[SunRescue] Info on Sun Multipack and disk arrays in general (long)

Patrick Giagnocavo rescue at sunhelp.org
Sat Dec 2 09:57:22 CST 2000


on 12/2/2000 6:26 AM, Christopher Byrne at chris at chrisbyrne.com wrote:

> All,
> 
> There has been a huge amount of interest in the Sun MultiPack storage array
> I listed here a few days ago. Unfortnately most of that interest was
> somewhat uninformed as to what the MultiPack is, what it does, and how much
> it is worth. 

Chris, I hope you don't mind with me jumping in on a few points.

> There are four basic types of external storage. The simplest and least
> expensive is an external drive housing. This basically acts as a connector
> and power supply for a drive inserted into your SCSI chain. There are no
> benefits assoicated with this except the ability to add storage without
> cracking open your case. These systems are almost never hot swappable or hot
> pluggable and provide no redundancy, fault tolerance, or performance
> increase.

True, depending on how you define redundancy.  Multiple drives on a chain,
configured in a RAID configuration, might provide redundancy/fault tolerance
as long as the SCSI controller didn't fail. Of course, running ALL traffic
over one chain is not good for performance reasons, and if the SCSI
controller fails you are SCREWED.

You can buy drive trays at many places (MicroCenter, Fry's) that allow for
hot-plug or hot-swap capability.  You need to be certain that your SCSI
controller knows what to do if you yank a drive though :-) .  Another
disadvantage of these trays is that they usually require a 5.25 inch device
bay, so they take up lots of space in comparison.

> The MultiPack doesn't officially support the new 73 gig drives (big bucks),
> but they do work.

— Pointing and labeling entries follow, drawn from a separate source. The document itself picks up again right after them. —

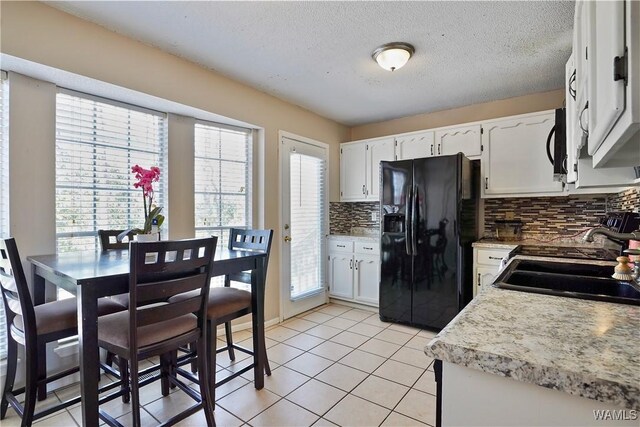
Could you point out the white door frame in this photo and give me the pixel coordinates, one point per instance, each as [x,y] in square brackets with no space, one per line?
[279,233]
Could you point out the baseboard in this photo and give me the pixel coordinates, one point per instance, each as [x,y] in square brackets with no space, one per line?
[366,307]
[245,326]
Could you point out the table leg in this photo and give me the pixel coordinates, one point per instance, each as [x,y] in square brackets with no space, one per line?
[89,354]
[39,287]
[257,300]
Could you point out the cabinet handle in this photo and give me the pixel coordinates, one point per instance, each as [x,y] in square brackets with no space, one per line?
[585,131]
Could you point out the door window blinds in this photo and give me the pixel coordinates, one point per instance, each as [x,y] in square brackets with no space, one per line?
[97,143]
[222,179]
[4,190]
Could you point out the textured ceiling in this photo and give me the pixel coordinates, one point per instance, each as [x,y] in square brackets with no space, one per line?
[318,54]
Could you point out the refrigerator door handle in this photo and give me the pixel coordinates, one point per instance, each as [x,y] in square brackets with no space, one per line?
[407,223]
[414,221]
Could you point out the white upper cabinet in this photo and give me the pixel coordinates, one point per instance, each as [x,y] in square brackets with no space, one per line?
[607,55]
[572,133]
[459,139]
[360,168]
[515,160]
[606,91]
[353,171]
[377,151]
[414,146]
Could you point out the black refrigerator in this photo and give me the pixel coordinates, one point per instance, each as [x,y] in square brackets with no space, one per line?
[428,215]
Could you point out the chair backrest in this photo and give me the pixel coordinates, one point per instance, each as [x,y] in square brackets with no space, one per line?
[250,240]
[15,292]
[160,270]
[109,239]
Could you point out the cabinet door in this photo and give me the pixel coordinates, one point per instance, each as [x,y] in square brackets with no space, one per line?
[414,146]
[606,92]
[465,139]
[341,275]
[367,278]
[573,131]
[485,277]
[516,160]
[353,171]
[580,51]
[382,149]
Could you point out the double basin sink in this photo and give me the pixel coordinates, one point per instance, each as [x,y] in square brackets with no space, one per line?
[575,280]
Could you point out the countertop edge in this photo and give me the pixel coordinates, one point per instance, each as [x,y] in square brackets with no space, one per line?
[574,383]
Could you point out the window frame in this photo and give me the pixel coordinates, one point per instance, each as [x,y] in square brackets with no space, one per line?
[162,155]
[222,230]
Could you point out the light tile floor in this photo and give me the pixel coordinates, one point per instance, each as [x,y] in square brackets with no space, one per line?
[334,365]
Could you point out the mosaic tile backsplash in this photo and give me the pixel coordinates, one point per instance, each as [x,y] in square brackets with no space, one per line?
[628,200]
[551,217]
[345,216]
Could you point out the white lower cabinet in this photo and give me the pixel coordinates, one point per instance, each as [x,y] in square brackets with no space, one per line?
[341,275]
[354,270]
[367,278]
[486,264]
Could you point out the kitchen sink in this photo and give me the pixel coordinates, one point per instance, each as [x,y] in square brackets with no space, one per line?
[590,270]
[574,280]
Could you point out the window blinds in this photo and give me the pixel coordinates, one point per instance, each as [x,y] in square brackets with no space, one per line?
[4,190]
[97,143]
[222,172]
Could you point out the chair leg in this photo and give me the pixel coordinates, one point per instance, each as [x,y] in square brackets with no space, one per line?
[267,368]
[31,386]
[194,364]
[210,342]
[12,362]
[135,396]
[123,367]
[227,329]
[205,389]
[42,370]
[109,360]
[165,372]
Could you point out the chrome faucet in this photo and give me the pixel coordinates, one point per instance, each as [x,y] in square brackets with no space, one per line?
[588,236]
[636,265]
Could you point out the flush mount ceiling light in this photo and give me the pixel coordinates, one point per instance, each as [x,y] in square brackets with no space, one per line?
[392,56]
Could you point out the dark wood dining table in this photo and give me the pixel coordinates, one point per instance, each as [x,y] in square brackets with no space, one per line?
[92,275]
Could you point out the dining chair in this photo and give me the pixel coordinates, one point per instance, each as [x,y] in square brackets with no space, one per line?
[154,325]
[33,327]
[234,303]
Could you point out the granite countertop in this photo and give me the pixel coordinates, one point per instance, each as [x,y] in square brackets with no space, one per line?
[495,244]
[584,348]
[488,243]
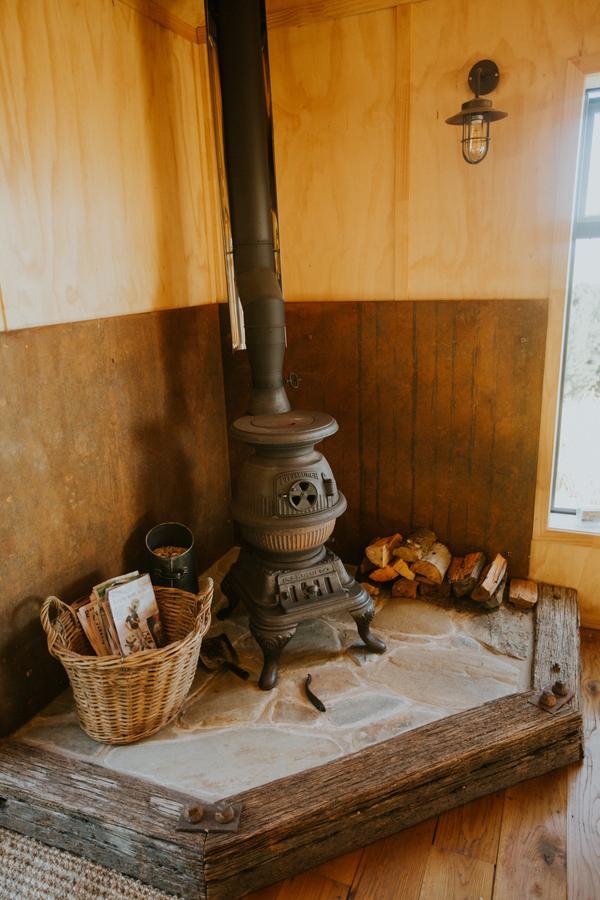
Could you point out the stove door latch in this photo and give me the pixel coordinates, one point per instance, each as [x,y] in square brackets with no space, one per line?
[201,816]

Of course finding a 1" high 73 gig drive with an SCA plug
> for less then 2k is pretty much impossible, if you can get one at all. The
> more common 1.6" or 2" high drives are not compatable. If you fully
> populated the box with twelve 73 gig drives you would have an almost 900
> gigabyte array. Throw in the slots in your Sun box itself and add volume
> management software, and you can build a more than 1 terabyte storage array
> in two small boxes for less than 30 grand. Just to put it into perspective,
> a terabyte is about 333,000 MP3's, 1600 full CD's worth of music, or about
> 200 full screen high quality surround sound movies.

Right, but but NO ONE would spend the money on so much storage and not put
it into some kind of RAID configuration.

If you set up RAID 1 (mirroring) you "spend" one drive for each drive you
use.  In such a case, you divide total storage capacity by 2.  So 900GB
would become 450GB.

With good SCSI controllers or RAID software, you can almost double your read
performance because (since the data is mirrored and is the same on each
drive) you can choose which drive to read from - so you could have two
drives reading different data.  Write performance is basically the same as a
single drive.

RAID 5 - divide by 1.25 - 900GB becomes 720GB.